Lo que parecía depender de una moneda al aire era en realidad una corriente de fondo. En el discurso de proclamación de su victoria, Trump ha tirado este miércoles de sus habituales excesos retóricos —”hemos hecho historia”— y se presenta como el líder de un movimiento que el mundo nunca, jamás, había tenido antes. Hoy lo vemos de nuevo. Trump no ha dirigido una campaña política, sino un movimiento de masas, sabiendo perfectamente lo que esto conlleva: la naturaleza esencial de la lealtad de sus seguidores. Estas elecciones son un nuevo episodio en la expresión de la ira del hombre del subsuelo, ese perdedor de alma oscura que desde 2020 sueña encarecidamente con su venganza.
La revancha tiene muchas causas. Pero viene modelada por un antifeminismo declarado que hemos visto indisimuladamente a través de reflejos masculinistas y comportamientos machistas de sus sacerdotes y acólitos; desde la estigmatización de J. D. Vance de las solteras de los gatos sin hijos a la descarada retórica misógina de Trump hacia Harris, incluidas alusiones explícitas a felaciones hechas dentro de la lógica de un humor llevado desde hace tiempo más allá del filo de lo permisible y, por tanto, dispuesto a bordear el odio. Son ya dos mujeres muy capacitadas (Harris y Hillary Clinton) las que pierden contra el mismo misógino. Si en 2016 la imagen icónica de los nuevos representantes de los humillados y oprimidos fue la de Trump y Nigel Farage en pie dentro de un ascensor rebañado en oro, a la de 2024 se suma el tecnolibertario Elon Musk llamando a votar directamente “a los hombres” en su red social. Se sabía que la división de género es real y que las mujeres norteamericanas apoyarían mayoritariamente a Kamala Harris.
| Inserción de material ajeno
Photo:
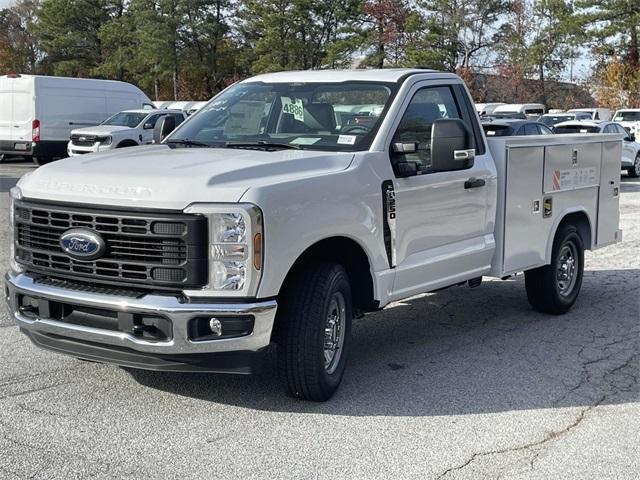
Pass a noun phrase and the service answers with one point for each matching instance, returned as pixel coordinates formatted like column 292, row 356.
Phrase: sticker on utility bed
column 574, row 178
column 293, row 106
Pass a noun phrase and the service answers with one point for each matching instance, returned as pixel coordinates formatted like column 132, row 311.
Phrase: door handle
column 474, row 183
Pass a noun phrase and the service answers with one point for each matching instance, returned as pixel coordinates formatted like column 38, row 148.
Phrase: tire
column 635, row 170
column 42, row 160
column 316, row 296
column 554, row 288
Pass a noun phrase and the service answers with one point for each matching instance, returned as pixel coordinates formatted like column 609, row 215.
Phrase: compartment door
column 609, row 194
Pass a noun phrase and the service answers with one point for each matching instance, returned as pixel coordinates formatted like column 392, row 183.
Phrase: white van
column 38, row 113
column 598, row 114
column 530, row 110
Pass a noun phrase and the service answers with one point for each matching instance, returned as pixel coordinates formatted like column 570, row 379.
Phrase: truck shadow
column 465, row 351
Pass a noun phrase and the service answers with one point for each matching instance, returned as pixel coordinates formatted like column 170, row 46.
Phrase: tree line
column 193, row 48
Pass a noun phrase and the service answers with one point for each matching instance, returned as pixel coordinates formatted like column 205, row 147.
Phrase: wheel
column 635, row 170
column 314, row 329
column 554, row 288
column 42, row 160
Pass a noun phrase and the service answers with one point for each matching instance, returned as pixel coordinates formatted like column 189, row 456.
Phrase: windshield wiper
column 186, row 142
column 262, row 144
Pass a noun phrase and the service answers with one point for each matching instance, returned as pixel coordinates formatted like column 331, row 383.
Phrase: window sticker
column 294, row 107
column 347, row 139
column 304, row 141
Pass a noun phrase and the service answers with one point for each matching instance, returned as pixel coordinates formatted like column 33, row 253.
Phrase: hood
column 157, row 176
column 99, row 130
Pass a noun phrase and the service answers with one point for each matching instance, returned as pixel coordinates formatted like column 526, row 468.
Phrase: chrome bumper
column 171, row 308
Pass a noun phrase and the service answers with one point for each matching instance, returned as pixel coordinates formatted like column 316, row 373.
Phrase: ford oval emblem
column 82, row 244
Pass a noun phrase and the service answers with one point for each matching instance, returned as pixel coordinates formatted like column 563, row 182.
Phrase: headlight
column 14, row 194
column 235, row 248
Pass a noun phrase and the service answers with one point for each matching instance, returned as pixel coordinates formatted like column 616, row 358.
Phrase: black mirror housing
column 451, row 145
column 164, row 126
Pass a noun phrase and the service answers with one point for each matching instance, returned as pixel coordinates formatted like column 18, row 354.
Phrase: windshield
column 340, row 117
column 629, row 116
column 551, row 120
column 126, row 119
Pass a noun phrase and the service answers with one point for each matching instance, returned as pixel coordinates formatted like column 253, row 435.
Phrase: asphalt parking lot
column 467, row 383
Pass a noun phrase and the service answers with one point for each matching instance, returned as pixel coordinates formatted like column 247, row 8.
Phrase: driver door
column 444, row 226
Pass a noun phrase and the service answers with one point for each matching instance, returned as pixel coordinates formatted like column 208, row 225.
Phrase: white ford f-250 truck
column 290, row 204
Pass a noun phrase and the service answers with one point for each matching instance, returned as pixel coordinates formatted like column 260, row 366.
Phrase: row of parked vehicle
column 530, row 119
column 45, row 118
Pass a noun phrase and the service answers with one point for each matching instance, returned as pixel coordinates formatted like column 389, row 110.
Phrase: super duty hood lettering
column 159, row 177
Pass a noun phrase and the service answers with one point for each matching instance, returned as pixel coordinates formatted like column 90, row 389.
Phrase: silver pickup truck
column 287, row 206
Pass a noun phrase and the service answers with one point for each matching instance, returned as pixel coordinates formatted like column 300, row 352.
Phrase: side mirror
column 164, row 126
column 451, row 145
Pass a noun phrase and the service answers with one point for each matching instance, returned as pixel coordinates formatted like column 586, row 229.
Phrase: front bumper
column 176, row 353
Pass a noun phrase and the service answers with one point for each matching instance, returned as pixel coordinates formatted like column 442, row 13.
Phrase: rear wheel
column 635, row 170
column 554, row 288
column 314, row 331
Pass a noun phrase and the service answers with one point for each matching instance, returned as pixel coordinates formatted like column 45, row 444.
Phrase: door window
column 427, row 105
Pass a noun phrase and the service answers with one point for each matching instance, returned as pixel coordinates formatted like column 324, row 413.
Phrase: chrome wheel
column 567, row 268
column 334, row 332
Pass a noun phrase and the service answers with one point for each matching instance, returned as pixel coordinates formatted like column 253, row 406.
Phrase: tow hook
column 475, row 282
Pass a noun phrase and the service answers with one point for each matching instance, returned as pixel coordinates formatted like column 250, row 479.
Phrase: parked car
column 630, row 160
column 487, row 108
column 506, row 128
column 598, row 114
column 124, row 129
column 37, row 113
column 629, row 118
column 162, row 104
column 180, row 105
column 503, row 116
column 551, row 119
column 195, row 107
column 262, row 220
column 530, row 110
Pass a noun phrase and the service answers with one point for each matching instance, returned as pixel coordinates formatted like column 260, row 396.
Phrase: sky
column 581, row 68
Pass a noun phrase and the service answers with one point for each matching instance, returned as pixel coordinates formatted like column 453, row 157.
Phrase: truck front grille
column 87, row 140
column 148, row 249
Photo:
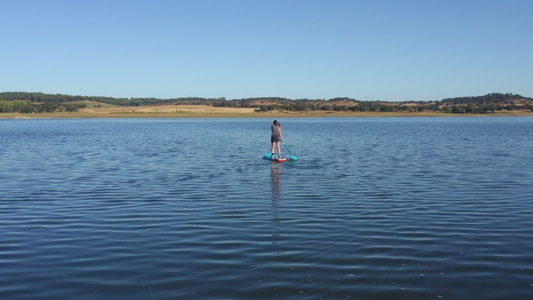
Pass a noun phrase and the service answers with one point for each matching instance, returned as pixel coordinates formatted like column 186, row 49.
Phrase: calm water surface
column 375, row 208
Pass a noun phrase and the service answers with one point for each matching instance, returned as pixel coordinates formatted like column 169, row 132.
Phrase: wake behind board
column 274, row 157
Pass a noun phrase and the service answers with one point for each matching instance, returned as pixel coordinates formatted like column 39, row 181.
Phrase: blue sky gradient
column 366, row 50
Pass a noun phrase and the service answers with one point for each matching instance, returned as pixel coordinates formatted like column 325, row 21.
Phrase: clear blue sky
column 367, row 50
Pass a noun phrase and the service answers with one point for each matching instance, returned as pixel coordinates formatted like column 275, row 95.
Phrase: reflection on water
column 276, row 174
column 399, row 208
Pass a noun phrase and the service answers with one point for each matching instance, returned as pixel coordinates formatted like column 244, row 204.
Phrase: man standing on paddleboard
column 276, row 137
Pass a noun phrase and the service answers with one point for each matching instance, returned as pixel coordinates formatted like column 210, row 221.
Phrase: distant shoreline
column 203, row 111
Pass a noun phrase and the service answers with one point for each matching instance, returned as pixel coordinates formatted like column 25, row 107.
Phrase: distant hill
column 33, row 102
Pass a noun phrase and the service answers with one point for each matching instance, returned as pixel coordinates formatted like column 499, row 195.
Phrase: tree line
column 39, row 102
column 25, row 106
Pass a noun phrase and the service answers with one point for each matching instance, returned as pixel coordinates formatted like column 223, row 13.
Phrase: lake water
column 374, row 208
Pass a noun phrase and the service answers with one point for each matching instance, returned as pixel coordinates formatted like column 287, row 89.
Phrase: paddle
column 292, row 156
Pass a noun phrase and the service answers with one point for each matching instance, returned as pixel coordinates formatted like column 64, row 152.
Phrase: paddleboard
column 274, row 157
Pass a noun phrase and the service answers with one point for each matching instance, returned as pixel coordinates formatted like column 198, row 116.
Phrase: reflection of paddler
column 275, row 177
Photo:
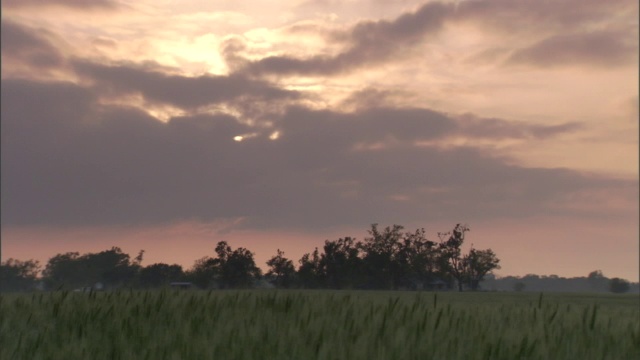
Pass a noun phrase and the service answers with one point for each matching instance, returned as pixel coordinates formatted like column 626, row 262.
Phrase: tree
column 381, row 248
column 233, row 268
column 618, row 286
column 450, row 257
column 282, row 269
column 310, row 273
column 202, row 273
column 112, row 268
column 416, row 258
column 160, row 274
column 16, row 275
column 597, row 281
column 341, row 264
column 478, row 264
column 65, row 271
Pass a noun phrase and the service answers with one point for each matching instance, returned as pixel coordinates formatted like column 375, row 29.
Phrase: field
column 270, row 324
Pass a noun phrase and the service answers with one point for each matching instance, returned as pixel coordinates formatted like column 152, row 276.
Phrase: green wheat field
column 305, row 324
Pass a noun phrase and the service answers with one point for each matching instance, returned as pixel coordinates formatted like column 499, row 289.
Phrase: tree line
column 387, row 258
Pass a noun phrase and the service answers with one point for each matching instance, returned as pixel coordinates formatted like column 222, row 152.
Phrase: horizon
column 169, row 126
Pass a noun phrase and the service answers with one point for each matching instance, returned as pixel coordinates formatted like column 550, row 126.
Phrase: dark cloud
column 599, row 48
column 369, row 42
column 74, row 4
column 492, row 128
column 533, row 16
column 66, row 160
column 28, row 46
column 568, row 25
column 186, row 92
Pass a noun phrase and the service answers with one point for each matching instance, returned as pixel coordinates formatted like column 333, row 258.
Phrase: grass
column 269, row 324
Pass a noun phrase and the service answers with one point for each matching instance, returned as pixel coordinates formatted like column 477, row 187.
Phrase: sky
column 170, row 125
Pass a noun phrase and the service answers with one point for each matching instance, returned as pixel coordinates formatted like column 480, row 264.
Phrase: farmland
column 298, row 324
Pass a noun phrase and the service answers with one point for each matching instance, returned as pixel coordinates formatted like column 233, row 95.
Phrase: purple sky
column 171, row 125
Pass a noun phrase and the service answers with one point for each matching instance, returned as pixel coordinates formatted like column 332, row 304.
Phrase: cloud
column 156, row 85
column 567, row 25
column 34, row 48
column 369, row 42
column 492, row 128
column 67, row 161
column 598, row 48
column 73, row 4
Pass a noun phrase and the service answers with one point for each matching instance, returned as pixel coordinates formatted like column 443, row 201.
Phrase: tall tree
column 160, row 274
column 111, row 268
column 479, row 263
column 451, row 261
column 310, row 274
column 282, row 270
column 233, row 268
column 16, row 275
column 341, row 264
column 380, row 251
column 417, row 257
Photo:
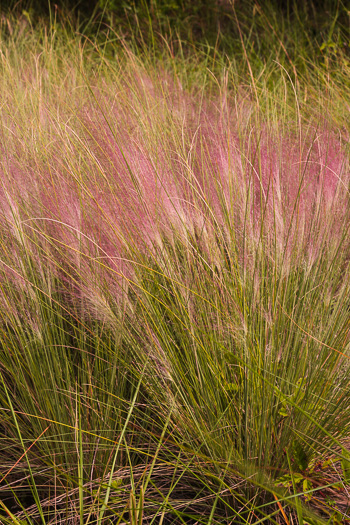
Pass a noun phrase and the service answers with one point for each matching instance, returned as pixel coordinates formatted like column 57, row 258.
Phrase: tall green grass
column 174, row 283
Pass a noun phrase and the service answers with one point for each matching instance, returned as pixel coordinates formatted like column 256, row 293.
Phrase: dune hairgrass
column 174, row 281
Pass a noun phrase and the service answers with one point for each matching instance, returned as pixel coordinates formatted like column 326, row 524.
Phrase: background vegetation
column 174, row 264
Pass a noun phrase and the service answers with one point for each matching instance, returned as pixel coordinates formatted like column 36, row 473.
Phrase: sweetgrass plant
column 174, row 291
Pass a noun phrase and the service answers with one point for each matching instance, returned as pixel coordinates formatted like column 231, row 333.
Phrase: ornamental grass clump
column 174, row 284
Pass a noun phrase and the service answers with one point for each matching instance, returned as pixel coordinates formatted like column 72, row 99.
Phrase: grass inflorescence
column 174, row 278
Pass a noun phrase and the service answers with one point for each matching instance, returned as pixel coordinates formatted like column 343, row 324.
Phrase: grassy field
column 174, row 272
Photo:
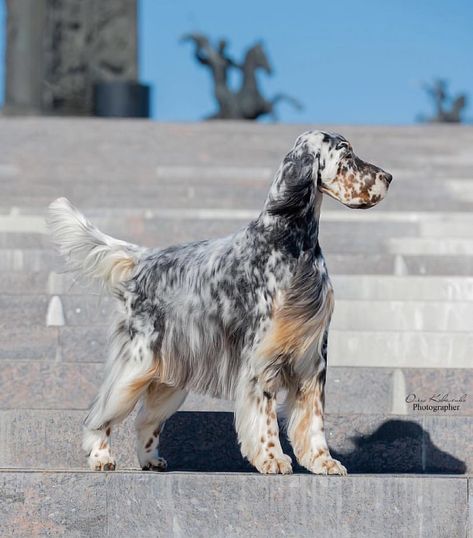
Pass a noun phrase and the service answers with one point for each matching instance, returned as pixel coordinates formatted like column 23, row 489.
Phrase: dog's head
column 340, row 173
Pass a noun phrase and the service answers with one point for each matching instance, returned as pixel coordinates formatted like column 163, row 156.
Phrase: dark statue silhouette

La estrategia trumpista, con todos sus escuderos al frente, ha consistido en sortear esa desventaja polarizando, tensando aún más esa cuerda. No le han votado a pesar de su machismo: le han votado porque es machista. Habrá que ir desmenuzando los datos, pero el resultado parece confirmar una profunda brecha de género en EE UU, que en realidad se sucede a cada llamada a las urnas en Occidente.
Hemos pasado así del pertinaz placer del victimismo en clave de género a la expresión de un movimiento poco receptivo e incluso reactivo a los problemas de las mujeres y a la defensa de sus derechos. Harris no ha mejorado los resultados de los demócratas centrando buena parte de su campaña en la libertad reproductiva de las mujeres. Y ya no se trata de la ira del hombre blanco, o no solo. A la reacción antifeminista parece que se suman también los latinos a pesar de haber visto refrendada por boca de Trump la superioridad racial de la minoría blanca. Lo importante para ellos es que son los hombres que se quedan al otro lado del muro. Esa movilización no se explica ya solamente por el sentimiento de decadencia protagonizado por los obreros del cinturón del óxido enfurecidos por el miedo a perder el honor o el estatus. Lo de estas elecciones es el resultado de una pasmosa reacción de nuestro tiempo, una realidad inquietante que avanza por aguas subterráneas siete años después del inicio de la revolución del Me Too. Mientras las mujeres —especialmente las más jóvenes—tratan de preservar sus derechos y abrazan cada vez más valores progresistas, los hombres se inclinan por los valores conservadores motivados por el mito de la crisis de la masculinidad. Hoy ellas, de nuevo, pasan a la resistencia, junto con la democracia misma. Qué mundo.